Die Grabstelle von Charlotte von Stein auf dem Historischen Friedhof in Weimar
Über die Lebensphase mit Charlotte von Stein hat sich Johann Wolfgang von Goethe ein Leben lang in Schweigen gehüllt. © dpa/ picture-alliance/ Soeren Stache
Von Elke Schlinsog |
Biografin Sigrid Damm hat die weit über tausend Briefe Johann Wolfgang von Goethes an seine Geliebte Charlotte von Stein akribisch ausgewertet. Entstanden ist ein feinsinniges Porträt, das den jungen Goethe und von Stein in neuem Licht zeigt.

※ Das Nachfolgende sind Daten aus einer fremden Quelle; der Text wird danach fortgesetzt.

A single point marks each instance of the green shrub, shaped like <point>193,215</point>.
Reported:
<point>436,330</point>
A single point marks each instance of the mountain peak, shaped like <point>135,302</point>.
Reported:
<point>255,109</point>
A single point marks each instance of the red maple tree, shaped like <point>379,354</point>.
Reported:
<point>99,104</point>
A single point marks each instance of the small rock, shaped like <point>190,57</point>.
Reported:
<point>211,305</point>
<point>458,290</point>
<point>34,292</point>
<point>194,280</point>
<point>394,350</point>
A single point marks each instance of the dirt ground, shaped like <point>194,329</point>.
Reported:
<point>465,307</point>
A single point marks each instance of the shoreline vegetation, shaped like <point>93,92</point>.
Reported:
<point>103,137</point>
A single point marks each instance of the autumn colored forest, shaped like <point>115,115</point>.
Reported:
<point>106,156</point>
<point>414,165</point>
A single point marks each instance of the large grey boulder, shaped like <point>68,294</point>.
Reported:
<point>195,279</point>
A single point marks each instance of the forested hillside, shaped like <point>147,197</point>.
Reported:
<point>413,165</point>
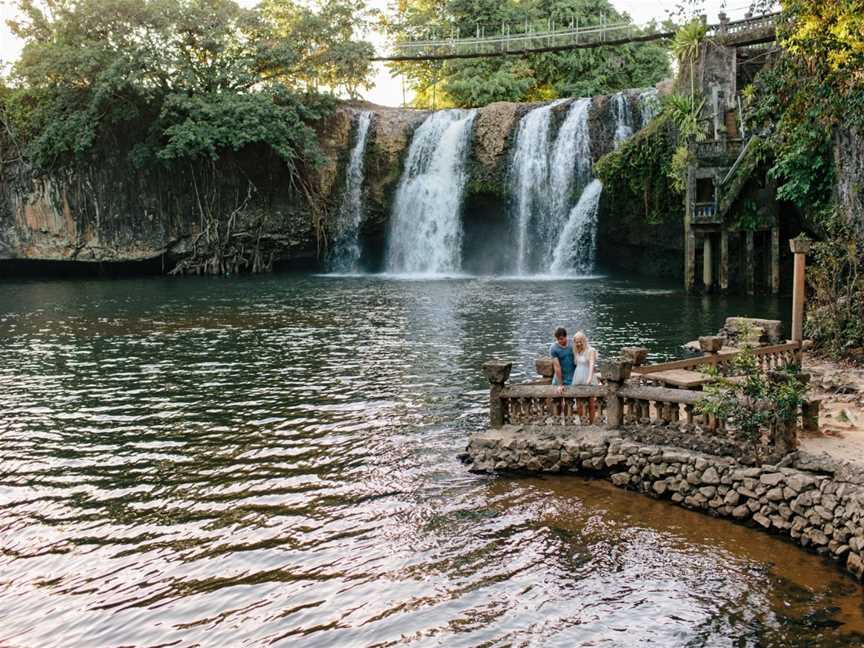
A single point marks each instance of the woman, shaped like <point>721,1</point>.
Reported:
<point>586,370</point>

Ehrlich liebesrasend, ganz ohne Kalkül und in schöner Einfachheit verfasst: Selten hat Goethe sich in seinen Gefühlen so enthüllt wie in den Botschaften an Charlotte von Stein. Unbestritten gehören seine Briefe an die sieben Jahre ältere Geliebte zu den zärtlichsten Liebeszeugnissen der Literatur: Persönliche Notizen, kurze Nachrichten, oft nur wenige Zeilen, "Zettelgen" wie Goethe sie nennt, im wilden Gestus von Glück und Verzweiflung gehalten, mit betörenden Versicherungen und Versprechungen ihrer gemeinsamen Liebe. Zu Recht liest Sigrid Damm diese Goethe-Briefe wie einen Lebens- und Liebesroman.

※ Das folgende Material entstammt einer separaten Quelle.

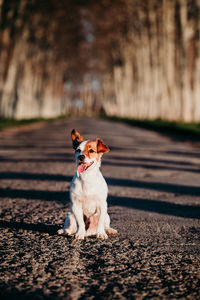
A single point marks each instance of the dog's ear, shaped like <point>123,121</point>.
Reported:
<point>76,138</point>
<point>101,147</point>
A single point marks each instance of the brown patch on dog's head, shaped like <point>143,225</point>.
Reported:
<point>76,138</point>
<point>101,147</point>
<point>94,149</point>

Die Biografin und preisgekrönte Schriftstellerin zieht den Kreis um Goethe wieder etwas enger. Sie hat bereits der Goethe-Schwester Cornelia und Goethe-Gemahlin Christiane ein glaubhaftes Gesicht gegeben, ebenso ist sie den Lebensspuren von Schiller und Lenz gefolgt. Nun hat Sigrid Damm die weit über tausend Briefe Goethes an Charlotte von Stein neu gelesen, wie stets akribisch recherchiert und Erstaunliches herausgefunden. Mögen die Goethe-Briefe bekannt sein, was Sigrid Damm daraus macht und wie sie diese liest, ergibt viele neue Geschichten um die Lichtgestalt der deutschen Klassik. Entstanden ist ein einzigartiges Porträt, das Innenleben des jungen Goethe um sein 30. Jahr herum liegt ausgebreitet vor uns.

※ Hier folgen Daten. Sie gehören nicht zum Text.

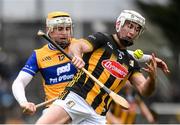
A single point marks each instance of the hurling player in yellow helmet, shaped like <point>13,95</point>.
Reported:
<point>55,68</point>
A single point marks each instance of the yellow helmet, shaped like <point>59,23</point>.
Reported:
<point>58,18</point>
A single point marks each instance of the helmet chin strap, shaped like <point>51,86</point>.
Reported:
<point>125,41</point>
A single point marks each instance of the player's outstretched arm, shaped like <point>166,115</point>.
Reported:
<point>141,57</point>
<point>18,89</point>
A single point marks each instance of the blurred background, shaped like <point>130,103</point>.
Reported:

Sigrid Damm bringt dem Leser Goethe ganz nah
In der Briefauswahl und den rund 200 Seiten, in denen Sigrid Damm den Lebensweg der beiden Liebenden nachzeichnet, erlebt man nun ihr Kennenlernen, Verlieben und "Herzteilen" ganz nah, mit all den Liebesschwüren und Zerwürfnissen, dem Angezogen- und Abgestossenwerden. Wie rückhaltlos Goethe seiner Geliebten all seine Zweifel und Ängste anvertraut, von Erfolgen und Misserfolgen im Schreiben und seiner politischen Arbeit am Weimarer Fürstentum berichtet. Aber vor allem transportieren die Briefe seine Leidenschaft für die unerreichbare Frau. Vom stürmischen Anfang bis zur zunehmend anstrengend platonischen Beziehung.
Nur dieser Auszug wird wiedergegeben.